# Achmed The Terrorist



## tshadowchaser (Oct 21, 2007)

if you have  not seen this yet it gets better the longer you watch
www.break.com/index/achmed-the-terrorist.html


----------



## Sukerkin (Oct 21, 2007)

ROFL - that was actually genuinely funny, something that I thought was no longer possible with puppets .  Also, equal opportunity racial and religious abuse is something that is all too rare now as people are too scared of being hauled over the coals.  Splendid.


----------



## Rich Parsons (Oct 21, 2007)

I enjoyed the clip. 

Even the car jokes


----------



## Bob Hubbard (Oct 21, 2007)

To really get the cr jokes, ya gotta see the entire uncensored show.  It's a riot!

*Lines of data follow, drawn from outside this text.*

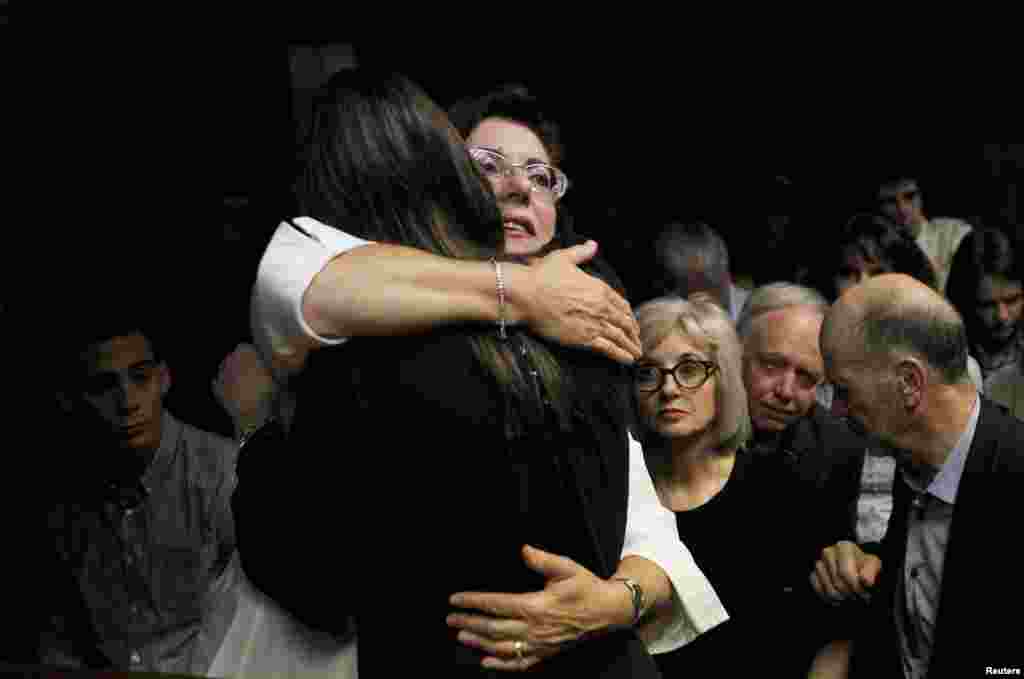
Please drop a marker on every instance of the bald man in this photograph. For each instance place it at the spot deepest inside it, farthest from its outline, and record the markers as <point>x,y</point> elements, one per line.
<point>948,584</point>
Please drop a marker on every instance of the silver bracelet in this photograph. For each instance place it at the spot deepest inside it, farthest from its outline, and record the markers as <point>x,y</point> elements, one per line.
<point>636,593</point>
<point>501,298</point>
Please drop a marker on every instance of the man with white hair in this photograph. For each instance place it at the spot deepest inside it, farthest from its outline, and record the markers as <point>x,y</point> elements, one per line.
<point>810,461</point>
<point>896,352</point>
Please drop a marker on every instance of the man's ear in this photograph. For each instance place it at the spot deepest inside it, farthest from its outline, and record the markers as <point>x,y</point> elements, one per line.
<point>165,379</point>
<point>911,378</point>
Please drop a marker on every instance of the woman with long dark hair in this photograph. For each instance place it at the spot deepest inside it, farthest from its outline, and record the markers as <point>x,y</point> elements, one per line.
<point>419,466</point>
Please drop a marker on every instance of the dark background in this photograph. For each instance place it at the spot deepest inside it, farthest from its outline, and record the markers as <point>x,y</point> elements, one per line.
<point>174,156</point>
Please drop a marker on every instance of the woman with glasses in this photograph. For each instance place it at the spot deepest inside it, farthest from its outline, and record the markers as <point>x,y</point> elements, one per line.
<point>692,421</point>
<point>306,287</point>
<point>419,466</point>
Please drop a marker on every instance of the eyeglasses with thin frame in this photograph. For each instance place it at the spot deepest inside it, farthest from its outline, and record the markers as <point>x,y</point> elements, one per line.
<point>545,179</point>
<point>688,373</point>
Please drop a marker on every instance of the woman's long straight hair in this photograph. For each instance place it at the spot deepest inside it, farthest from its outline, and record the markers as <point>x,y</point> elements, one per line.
<point>384,163</point>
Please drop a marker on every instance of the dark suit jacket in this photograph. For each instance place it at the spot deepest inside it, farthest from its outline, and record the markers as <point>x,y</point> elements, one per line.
<point>982,594</point>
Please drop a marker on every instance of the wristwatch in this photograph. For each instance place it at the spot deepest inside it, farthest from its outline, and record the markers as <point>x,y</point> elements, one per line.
<point>639,601</point>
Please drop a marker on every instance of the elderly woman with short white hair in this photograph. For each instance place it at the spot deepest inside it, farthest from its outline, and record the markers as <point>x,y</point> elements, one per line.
<point>692,420</point>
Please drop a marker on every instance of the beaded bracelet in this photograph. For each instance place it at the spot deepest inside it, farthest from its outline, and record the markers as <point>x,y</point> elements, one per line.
<point>501,298</point>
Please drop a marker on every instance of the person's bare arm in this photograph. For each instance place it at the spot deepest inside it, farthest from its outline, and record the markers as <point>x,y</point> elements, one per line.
<point>386,290</point>
<point>517,631</point>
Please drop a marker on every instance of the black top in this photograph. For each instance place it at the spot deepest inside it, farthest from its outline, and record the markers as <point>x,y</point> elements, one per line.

I've got both of his dvd's.


----------



## Kacey (Oct 21, 2007)

:roflmao:


----------



## Big Don (Nov 9, 2007)

Silence! I KILL YOU!

The winner had to fight Michael Jackson...

A-C-phlegm...


----------



## KempoGuy06 (Nov 9, 2007)

he is hilarious. Liek Bob said you have to see the whole thing to get the car jokes. 

B


----------



## bydand (Nov 9, 2007)

I think Jeff Dunham is great!  Haven't seen Achmed until this clip though.  I have to see the rest of it.


----------



## Carol (Nov 9, 2007)

:lfao: :lfao: :lfao:


----------



## dubljay (Nov 9, 2007)

Wow... thats just too funny.  Not a good video to watch in the library at school.  I think I ruptured a kidney trying to contain my laughter.


----------